TensorRT
TensorRT copied to clipboard
🐛 [Bug] Part of the weights are placed to CPU during compilation
Bug Description
When compiling Bert, a device mismatch occurs. This seems to be caused by weights moved to CPU during compilation.
To Reproduce
Steps to reproduce the behavior:
Run this script:
import torch
import torch_tensorrt as torchtrt
from transformers import BertModel
inputs = [
torch.randint(0, 2, (1, 14), dtype=torch.int32).to("cuda"),
]
model = BertModel.from_pretrained("bert-base-uncased").eval().to("cuda")
enabled_precisions = {torch.float}
debug = True
min_block_size = 1
use_python_runtime = False
exp_program = torch.export.export(model, tuple(inputs))

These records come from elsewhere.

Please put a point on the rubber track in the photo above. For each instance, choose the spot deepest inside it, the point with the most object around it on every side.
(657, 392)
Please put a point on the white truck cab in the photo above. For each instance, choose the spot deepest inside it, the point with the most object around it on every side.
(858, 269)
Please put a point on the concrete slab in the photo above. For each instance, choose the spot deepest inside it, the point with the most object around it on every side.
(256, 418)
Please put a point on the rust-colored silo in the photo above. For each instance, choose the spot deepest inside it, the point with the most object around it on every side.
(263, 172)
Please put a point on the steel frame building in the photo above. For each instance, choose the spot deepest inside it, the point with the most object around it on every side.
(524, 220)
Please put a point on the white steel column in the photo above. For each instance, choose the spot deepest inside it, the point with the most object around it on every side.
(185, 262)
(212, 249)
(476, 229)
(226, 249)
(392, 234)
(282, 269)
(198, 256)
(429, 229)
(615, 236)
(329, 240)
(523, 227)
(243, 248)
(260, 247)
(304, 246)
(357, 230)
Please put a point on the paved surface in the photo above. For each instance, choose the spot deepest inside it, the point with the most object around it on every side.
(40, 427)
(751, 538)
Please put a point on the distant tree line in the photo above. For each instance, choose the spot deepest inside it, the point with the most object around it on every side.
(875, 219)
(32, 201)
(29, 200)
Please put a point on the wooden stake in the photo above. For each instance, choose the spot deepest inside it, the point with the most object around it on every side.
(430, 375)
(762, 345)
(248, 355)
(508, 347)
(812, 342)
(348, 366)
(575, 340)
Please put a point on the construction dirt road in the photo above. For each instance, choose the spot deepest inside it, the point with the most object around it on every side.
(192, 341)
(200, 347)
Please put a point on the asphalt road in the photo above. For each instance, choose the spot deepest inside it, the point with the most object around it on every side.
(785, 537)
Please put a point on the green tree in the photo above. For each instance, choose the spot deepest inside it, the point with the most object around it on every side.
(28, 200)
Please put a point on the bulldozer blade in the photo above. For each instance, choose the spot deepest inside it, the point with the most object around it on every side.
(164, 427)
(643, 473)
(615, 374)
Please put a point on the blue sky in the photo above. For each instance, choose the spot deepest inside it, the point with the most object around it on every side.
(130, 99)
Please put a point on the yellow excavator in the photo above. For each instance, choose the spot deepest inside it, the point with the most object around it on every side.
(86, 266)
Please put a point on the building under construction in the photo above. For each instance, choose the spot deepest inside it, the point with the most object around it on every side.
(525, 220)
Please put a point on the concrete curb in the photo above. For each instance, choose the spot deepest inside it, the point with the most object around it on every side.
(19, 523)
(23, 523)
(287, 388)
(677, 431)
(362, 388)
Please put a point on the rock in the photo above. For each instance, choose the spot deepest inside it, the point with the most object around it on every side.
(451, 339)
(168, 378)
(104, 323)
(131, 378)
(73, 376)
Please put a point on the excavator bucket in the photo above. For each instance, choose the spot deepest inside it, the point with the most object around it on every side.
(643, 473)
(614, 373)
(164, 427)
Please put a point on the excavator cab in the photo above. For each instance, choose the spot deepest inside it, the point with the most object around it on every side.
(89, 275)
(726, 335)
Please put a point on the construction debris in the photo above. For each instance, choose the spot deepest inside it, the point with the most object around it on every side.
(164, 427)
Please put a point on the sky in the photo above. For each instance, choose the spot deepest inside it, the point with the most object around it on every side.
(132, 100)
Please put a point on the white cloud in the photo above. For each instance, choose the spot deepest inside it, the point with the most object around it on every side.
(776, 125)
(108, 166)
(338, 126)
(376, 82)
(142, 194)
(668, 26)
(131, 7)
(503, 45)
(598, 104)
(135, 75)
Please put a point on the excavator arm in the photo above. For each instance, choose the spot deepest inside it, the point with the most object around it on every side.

trt_gm = torchtrt.dynamo.compile(
exp_program,
tuple(inputs),
use_python_runtime=use_python_runtime,
enabled_precisions=enabled_precisions,
debug=debug,
min_block_size=min_block_size,
immutable_weights=False,
)
Expected behavior
Environment
Build information about Torch-TensorRT can be found by turning on debug messages
- Torch-TensorRT Version (e.g. 1.0.0): main branch
- PyTorch Version (e.g. 1.0): nightly
- OS (e.g., Linux): LInux
- How you installed PyTorch (
conda,pip,libtorch, source): pip
Additional context
If you add a device check in torchtrt.dynamo.compile function, the result is
{device(type='cuda', index=0)}
{device(type='cuda', index=0), device(type='cpu')}
It seems the culprit is immutable_weights=False because immutable_weights=True (default) compiles fine.
It's because when immutable_weight=False weights on the CPU device raise an error. When immutable_weight is True weights are still on CPU but no error is raised.